Buongiorno, avete trascorso una buona Giornata della Terra? Cosa avete fatto? Cosa significa per voi? Parliamone!

«Act or Die»

L’Earth Day nasce nel 1970 negli Stati Uniti, fu la prima grande giornata di mobilitazione contro la devastazione ecologica e l’inquinamento. Pochi anni prima era uscito Primavera silenziosa, di Rachel Carson. Erano gli anni in cui la contestazione politica di fine anni Sessanta iniziava a includere la protezione degli ecosistemi: ogni volta che celebriamo la Giornata della Terra celebriamo anche l’atto fondativo dell’ambientalismo contemporaneo.

Ho rivisto questo video di Walter Cronkite, giornalista che era anche «l’uomo più fidato d’America», nello speciale andato in onda la sera del 22 aprile 1970. Ve lo consiglio, è istruttivo. «Act or die», «agire o morire», dice Cronkite in apertura.

Quel giorno la Cbs di Cronkite e la Abc dedicarono praticamente l’intera giornata di programmazione all’Earth Day, con una serietà, una chiarezza e una sobrietà che viste da oggi sono ancora una lezione importante da imparare. La conseguenza fu reale, un’intensa stagione di riforme: la creazione della Environmental protection agency, il Clean air act, il Clean water act, leggi all’epoca all’avanguardia. Questa storia ci insegna il potere delle mobilitazioni di massa, dell’informazione, degli smottamenti culturali che cambiano la società.
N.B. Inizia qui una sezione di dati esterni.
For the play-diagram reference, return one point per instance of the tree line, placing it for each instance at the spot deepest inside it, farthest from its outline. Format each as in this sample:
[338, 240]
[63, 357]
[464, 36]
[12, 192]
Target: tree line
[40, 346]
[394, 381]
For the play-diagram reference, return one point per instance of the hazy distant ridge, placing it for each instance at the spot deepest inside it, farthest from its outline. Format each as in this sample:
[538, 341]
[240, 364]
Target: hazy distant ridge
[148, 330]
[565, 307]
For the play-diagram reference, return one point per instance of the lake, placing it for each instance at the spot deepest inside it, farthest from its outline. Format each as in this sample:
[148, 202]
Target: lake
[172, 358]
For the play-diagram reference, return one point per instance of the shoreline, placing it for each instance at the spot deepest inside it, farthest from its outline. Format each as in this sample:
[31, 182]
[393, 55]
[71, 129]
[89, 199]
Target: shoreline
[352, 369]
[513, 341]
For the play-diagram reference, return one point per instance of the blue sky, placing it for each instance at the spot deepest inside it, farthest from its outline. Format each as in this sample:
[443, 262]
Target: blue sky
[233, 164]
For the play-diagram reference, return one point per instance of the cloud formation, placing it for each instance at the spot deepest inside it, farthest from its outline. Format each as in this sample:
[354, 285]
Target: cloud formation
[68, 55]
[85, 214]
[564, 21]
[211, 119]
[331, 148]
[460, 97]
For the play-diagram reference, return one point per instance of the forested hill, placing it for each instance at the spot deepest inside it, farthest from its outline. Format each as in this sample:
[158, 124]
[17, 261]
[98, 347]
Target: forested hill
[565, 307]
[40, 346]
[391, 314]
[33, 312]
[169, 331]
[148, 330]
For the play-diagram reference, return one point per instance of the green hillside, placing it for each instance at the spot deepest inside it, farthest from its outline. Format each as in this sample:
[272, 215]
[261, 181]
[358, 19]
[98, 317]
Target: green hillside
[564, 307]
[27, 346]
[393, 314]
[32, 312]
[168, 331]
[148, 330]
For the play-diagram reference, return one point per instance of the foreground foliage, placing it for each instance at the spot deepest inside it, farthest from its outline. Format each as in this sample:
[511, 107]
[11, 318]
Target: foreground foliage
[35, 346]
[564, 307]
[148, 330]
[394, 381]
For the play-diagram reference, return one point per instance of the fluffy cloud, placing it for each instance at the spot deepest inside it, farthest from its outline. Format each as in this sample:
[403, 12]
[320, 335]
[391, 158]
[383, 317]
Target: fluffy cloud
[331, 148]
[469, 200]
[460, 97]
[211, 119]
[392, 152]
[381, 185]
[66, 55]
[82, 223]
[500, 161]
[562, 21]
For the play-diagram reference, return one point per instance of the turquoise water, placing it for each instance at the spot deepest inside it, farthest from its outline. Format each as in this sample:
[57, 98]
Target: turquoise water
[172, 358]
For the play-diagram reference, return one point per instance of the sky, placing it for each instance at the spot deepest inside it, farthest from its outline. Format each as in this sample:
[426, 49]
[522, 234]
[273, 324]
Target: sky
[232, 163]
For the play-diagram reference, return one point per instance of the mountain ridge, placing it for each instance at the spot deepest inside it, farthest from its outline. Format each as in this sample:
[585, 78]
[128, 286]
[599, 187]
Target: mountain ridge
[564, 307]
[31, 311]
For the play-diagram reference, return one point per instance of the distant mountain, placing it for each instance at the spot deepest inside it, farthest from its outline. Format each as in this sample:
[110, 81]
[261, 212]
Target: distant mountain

Il punto della Giornata della Terra non è solo la Terra, siamo anche noi e il nostro potenziale di cambiamento. Come sempre, ma questa settimana un po’ di più: si può fare, non siamo affatto condannati.

Parigi e oltre, verso il futuro

Parliamo, per esempio, di traiettorie, di aumento della temperatura, di futuro.
Stiamo facendo troppo poco? È vero.
Non stiamo facendo niente? Non è vero.
È sempre utile ricordare che, prima della mobilitazione degli anni Dieci stavamo correndo verso un aumento della temperatura di 4°C entro fine secolo. Un pianeta che ci avrebbe bolliti vivi. Oggi diamo quasi per scontata la correzione dell’accordo di Parigi, al punto che ci sembra più una storia di promesse mancate che una vittoria, ed è vero, ma solo in parte.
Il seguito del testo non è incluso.